New ransomware attacks targeting organizations in Ukraine first detected this Monday have been linked to the notorious Russian military threat group Sandworm.
Slovak software company ESET who first spotted this wave of attacks, says the ransomware they named RansomBoggs has been found on the networks of multiple Ukrainian organizations.
“While the malware written in .NET is new, its deployment is similar to previous attacks attributed to Sandworm,” ESET’s Research Labs said.
“There are similarities with previous attacks conducted by Sandworm: a PowerShell script used to distribute the .NET ransomware from the domain controller is almost identical to the one seen last April during the Industroyer2 attacks against the energy sector.”
The PowerShell script used to deploy RansomBoggs payloads on the victims’ networks is known as POWERGAP and was also behind the delivery of CaddyWiper destructive malware in attacks against Ukrainian orgs in March.
Once pushed across a victim’s network, RansomBoggs encrypts files using AES-256 in CBC mode using a random key (randomly generated, RSA encrypted, and written to aes.bin), and it appends a .chsch extension to all encrypted files extension.
Depending on the variant used in the attack, the RSA public key can be hardcoded in the malware itself or provided as an argument.
On encrypted systems, the ransomware also drops ransom notes impersonating James P. Sullivan, the main character of the Monsters Inc movie, with further references also found within the malware’s code.
Earlier this month, Microsoft also linked the Sandworm cyber-espionage group (tracked by Redmond as IRIDIUM) to Prestige ransomware attacks targeting transportation and logistics companies in Ukraine and Poland since October.

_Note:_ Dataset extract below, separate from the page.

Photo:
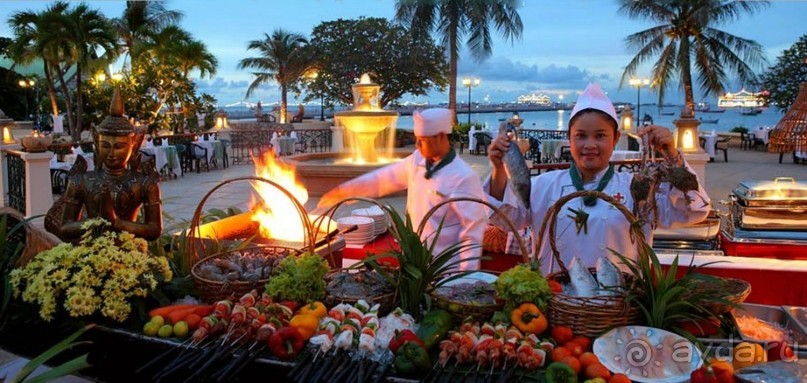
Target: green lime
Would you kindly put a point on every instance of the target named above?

“The Prestige campaign may highlight a measured shift in IRIDIUM’s destructive attack calculus, signaling increased risk to organizations directly supplying or transporting humanitarian or military assistance to Ukraine,” MSTIC said.
“More broadly, it may represent an increased risk to organizations in Eastern Europe that may be considered by the Russian state to be providing support relating to the war.”

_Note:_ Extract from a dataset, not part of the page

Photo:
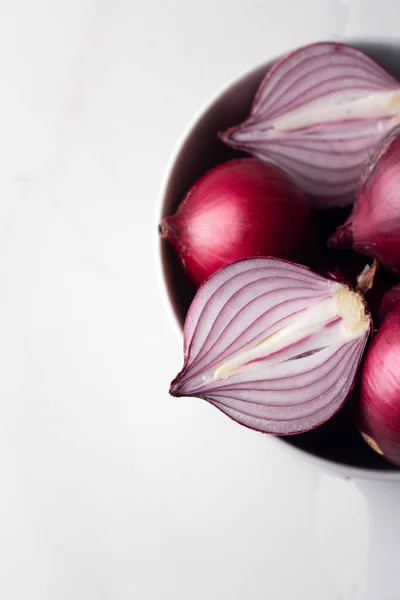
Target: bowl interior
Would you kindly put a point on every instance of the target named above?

In February, a joint security advisory issued by U.S. and U.K. cybersecurity agencies also pinned the Cyclops Blink botnet on the Russian military threat group before its disruption, preventing its use in the wild.
Sandworm is a group of elite Russian hackers active for at least two decades believed to be part of Unit 74455 of the Russian GRU’s Main Center for Special Technologies (GTsST).
They have been previously linked to attacks leading to the KillDisk wiper attacks targeting banks in Ukraine and the Ukrainian blackouts of 2015 and 2016 [1, 2, 3].
Sandworm is also believed to have developed the NotPetya ransomware that caused billions of damage starting in June 2017.
The U.S. Department of Justice charged six of the group’s operatives in October 2020 with coordinating hacking operations linked to the NotPetya ransomware attack, the PyeongChang 2018 Olympic Winter Games, as well as the 2017 French elections.